A cheerful homage to the Baroque for this year's last concert in the Rector's Palace

Date created: 24.08.2014.

The Dubrovnik Symphony Orchestra, conducted by the Italian conductor Nicola Giuliani, bassoonist Matija Novaković and pianist Diana Brekalo performed last night, 23d August, in the Rector’s Palace atrium and played the works of Gian Francesco Malipieri, Milko Kelemen and Alfred Castella. 
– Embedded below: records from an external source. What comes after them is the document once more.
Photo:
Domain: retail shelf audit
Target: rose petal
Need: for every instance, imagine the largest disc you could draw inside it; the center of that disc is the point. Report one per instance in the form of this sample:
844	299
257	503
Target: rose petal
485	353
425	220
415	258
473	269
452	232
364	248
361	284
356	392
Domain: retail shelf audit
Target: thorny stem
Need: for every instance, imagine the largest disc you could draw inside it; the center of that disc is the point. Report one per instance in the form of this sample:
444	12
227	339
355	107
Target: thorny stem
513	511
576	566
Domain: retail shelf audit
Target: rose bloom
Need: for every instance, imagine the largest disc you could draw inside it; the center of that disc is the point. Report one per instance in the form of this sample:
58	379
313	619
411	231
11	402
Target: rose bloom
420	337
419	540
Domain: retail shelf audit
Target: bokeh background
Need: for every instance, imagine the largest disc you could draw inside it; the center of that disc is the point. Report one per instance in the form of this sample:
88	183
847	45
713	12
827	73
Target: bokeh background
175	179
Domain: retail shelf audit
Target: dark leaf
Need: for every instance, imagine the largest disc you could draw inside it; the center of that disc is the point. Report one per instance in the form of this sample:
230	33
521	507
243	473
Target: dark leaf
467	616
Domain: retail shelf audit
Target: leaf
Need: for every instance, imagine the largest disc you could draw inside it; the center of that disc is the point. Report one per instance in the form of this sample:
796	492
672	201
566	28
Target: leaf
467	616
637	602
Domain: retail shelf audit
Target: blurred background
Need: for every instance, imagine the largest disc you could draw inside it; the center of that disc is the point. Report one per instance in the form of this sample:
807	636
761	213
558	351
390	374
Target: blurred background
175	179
The program, which consisted of contemporary pieces serving as a sort of homage to the masters of the Baroque, filled the Palace with serene melodies and cheered up the audience. One of the pieces performed was Vivaldiana by the Italian author Gian Francesco Malipieri, made in 1952, which consists of parts from six different Vivaldi’s concerts and is characterized by a successful combination of a cheerful sound of Vivaldi’s works and an imaginative modern orchestration. There is another person responsible for the revival of interest in Vivaldi’s works in the 20th century, Italian composer Alfredo Castella, whose Scarlattiana was beautifully performed with the orchestra by the well-prepared pianist Diana Brekalo. This piece demonstrates an abundance of easily recognizable melodies and themes of the Italian Baroque master Domenico Scarlatti, as the name suggests, and offers us a fresh new glance at the music of the 18th century from the perspective of the 20th century. In the central part of the program, between the works of the two Italian authors, a piece by Croatia’s perhaps even greatest avant-garde music author Milko Keleman was performed, and his Concert for bassoon and strings, made in 1956, was played by fagottist Matija Novaković with the string section of the Dubrovnik Symphony Orchestra. This is another cheerful piece with a hint of folk tunes, which fit the rest of the program perfectly.

Bassoonist Matija Novaković and pianist Diana Brekalo have showed how exceptionally well-prepared they were, and this performance by the Dubrovnik Symphony Orchestra with guest soloists and conductor turned out to be a real music treat which attracted a great audience to the Rector’s Palace atrium.